鮫島彩、仙台への帰還と挑戦=2部チームから目指すさらなる高み
ベガルタ仙台レディース移籍が発表され会見に臨んだ鮫島 【小林健志】
妥当でもあり、驚きも感じる決断
そんな中11年3月11日に起きた東日本大震災の影響で東京電力福島第一原子力発電所で事故が起き、東電マリーゼはなでしこリーグへの参戦を断念。プレーの場を失った鮫島は米国のボストン・ブレイカーズに新天地を求め、女子W杯後はフランスのモンペリエに移籍した。

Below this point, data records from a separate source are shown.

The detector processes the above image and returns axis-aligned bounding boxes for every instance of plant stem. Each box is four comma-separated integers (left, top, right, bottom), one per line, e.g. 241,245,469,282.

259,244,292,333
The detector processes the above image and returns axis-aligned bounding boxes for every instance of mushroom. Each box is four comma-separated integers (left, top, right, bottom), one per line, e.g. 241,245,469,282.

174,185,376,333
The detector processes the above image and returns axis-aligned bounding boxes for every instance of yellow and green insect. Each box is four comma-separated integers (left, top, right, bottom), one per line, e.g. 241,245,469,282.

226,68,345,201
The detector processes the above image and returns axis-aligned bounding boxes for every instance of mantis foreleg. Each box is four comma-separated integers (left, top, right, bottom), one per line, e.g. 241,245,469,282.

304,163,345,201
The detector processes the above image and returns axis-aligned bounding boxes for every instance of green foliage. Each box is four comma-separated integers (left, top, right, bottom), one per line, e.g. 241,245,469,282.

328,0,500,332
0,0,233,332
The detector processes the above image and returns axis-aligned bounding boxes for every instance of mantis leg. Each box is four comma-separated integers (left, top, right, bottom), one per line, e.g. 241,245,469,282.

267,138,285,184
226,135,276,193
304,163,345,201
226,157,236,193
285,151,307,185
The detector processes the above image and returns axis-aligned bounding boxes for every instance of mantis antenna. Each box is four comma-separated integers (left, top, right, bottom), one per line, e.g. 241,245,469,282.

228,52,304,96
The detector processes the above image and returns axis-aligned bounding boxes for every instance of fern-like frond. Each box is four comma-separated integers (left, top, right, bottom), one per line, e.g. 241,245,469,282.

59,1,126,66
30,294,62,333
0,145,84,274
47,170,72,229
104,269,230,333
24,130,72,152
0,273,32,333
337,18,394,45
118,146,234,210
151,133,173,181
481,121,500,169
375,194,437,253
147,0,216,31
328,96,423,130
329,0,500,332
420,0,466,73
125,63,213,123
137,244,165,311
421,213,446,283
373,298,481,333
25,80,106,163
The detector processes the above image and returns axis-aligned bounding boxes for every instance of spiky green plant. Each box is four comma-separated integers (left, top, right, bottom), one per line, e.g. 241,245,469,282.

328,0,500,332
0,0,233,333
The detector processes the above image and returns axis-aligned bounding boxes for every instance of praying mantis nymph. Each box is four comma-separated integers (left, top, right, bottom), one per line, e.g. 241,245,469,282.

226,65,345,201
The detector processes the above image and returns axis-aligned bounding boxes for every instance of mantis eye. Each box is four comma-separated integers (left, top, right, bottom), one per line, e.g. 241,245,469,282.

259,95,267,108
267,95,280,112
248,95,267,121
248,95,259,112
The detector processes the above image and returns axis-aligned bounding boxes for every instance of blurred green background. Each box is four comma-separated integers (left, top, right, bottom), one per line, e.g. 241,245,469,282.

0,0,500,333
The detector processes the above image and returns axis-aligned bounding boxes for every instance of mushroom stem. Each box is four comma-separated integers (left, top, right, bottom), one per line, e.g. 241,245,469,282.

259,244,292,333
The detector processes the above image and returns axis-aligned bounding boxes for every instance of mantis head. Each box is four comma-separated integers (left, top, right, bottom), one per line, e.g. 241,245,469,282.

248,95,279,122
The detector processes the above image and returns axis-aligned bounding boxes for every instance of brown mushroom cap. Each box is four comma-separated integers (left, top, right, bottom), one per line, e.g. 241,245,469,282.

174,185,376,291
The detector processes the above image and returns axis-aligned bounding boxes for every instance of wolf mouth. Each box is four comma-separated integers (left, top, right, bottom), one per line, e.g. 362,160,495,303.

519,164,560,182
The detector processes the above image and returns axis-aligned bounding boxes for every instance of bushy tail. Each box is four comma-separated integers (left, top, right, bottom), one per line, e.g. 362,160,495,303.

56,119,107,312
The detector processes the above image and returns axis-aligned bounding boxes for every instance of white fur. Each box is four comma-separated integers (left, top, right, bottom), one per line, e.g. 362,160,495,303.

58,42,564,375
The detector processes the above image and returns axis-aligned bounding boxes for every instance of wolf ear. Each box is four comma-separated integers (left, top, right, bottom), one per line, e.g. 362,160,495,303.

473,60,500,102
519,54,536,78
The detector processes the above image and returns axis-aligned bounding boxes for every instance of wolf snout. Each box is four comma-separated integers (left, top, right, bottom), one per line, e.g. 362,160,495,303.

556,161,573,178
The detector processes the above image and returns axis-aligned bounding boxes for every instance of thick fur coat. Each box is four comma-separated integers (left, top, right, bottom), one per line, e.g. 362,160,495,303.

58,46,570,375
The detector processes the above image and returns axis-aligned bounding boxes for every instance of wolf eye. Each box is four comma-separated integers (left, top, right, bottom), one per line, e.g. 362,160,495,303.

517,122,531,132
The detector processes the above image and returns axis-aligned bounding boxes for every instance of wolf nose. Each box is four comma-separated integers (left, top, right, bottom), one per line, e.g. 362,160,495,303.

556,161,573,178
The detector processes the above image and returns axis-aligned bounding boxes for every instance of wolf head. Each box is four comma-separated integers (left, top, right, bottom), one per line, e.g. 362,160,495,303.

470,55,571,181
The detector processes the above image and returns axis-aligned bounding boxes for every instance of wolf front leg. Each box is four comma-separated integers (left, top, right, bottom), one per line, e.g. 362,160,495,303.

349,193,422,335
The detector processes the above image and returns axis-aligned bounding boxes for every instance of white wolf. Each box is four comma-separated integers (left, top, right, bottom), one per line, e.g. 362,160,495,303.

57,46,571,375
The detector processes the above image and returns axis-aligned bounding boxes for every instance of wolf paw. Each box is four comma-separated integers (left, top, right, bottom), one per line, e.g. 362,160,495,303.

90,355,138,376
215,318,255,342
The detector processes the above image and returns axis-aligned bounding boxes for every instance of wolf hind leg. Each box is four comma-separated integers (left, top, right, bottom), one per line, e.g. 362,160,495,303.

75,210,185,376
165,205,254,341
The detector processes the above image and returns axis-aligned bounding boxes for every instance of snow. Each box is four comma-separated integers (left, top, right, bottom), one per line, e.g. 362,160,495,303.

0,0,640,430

そしてロンドン五輪を間近に控えた7月9日、鮫島のベガルタ仙台レディース移籍が正式発表となった。ベガルタ仙台レディースは休部となった東電マリーゼが移管されたチームで、現在はINAC神戸レオネッサなどが加盟するなでしこリーグの下部となる2部相当のチャレンジリーグに加盟している。かつてのチームメートが18名所属しているチームに戻る、高校時代を過ごした街に戻るという観点で見ると妥当な決断だが、代表経験者が日本の2部チームに所属するという観点で見ると、驚きを感じる決断でもあった。
大きな影響を与えたチームメートの存在
マリーゼ時代のチームメートとは「以前からほぼ毎日のように連絡を取っていた。W杯期間中も五輪期間中もたくさんメールをもらって常に連絡を取っていた。ベガルタの練習や生活の様子も頻繁に話を聞いていた」といい、マリーゼ時代のチームメートや常盤木学園高時代の友人・恩師との人的つながりは、鮫島が移籍を決断する上で大きな影響を与えていた。
戻ってきたという感覚が強いか、新しいチャレンジという気持ちが強いかという問いには「両方の感覚がある。今回決断したのはチームメートがいたからであり、その点では戻ってきた感触が強いが、これから自分が成長してもっと前に進むために決断したので、そういう意味では新たなチャレンジ」と語った。
今回ベガルタ仙台レディース初のプロ契約となったことも一つの挑戦だ。「ほかの選手が日中に仕事しながら練習をするという点で違った責任がある。女子サッカーが発展していくためには環境の向上が今まで以上に必要になり、母校の常盤木学園の選手たちがベガルタ仙台でプレーしたいともっと思えるようなチームになってほしいという思いもあり、プロ契約させていただいた」と女子サッカーの将来も考えてプロ選手となり、自分を高めるための移籍であることを強調した。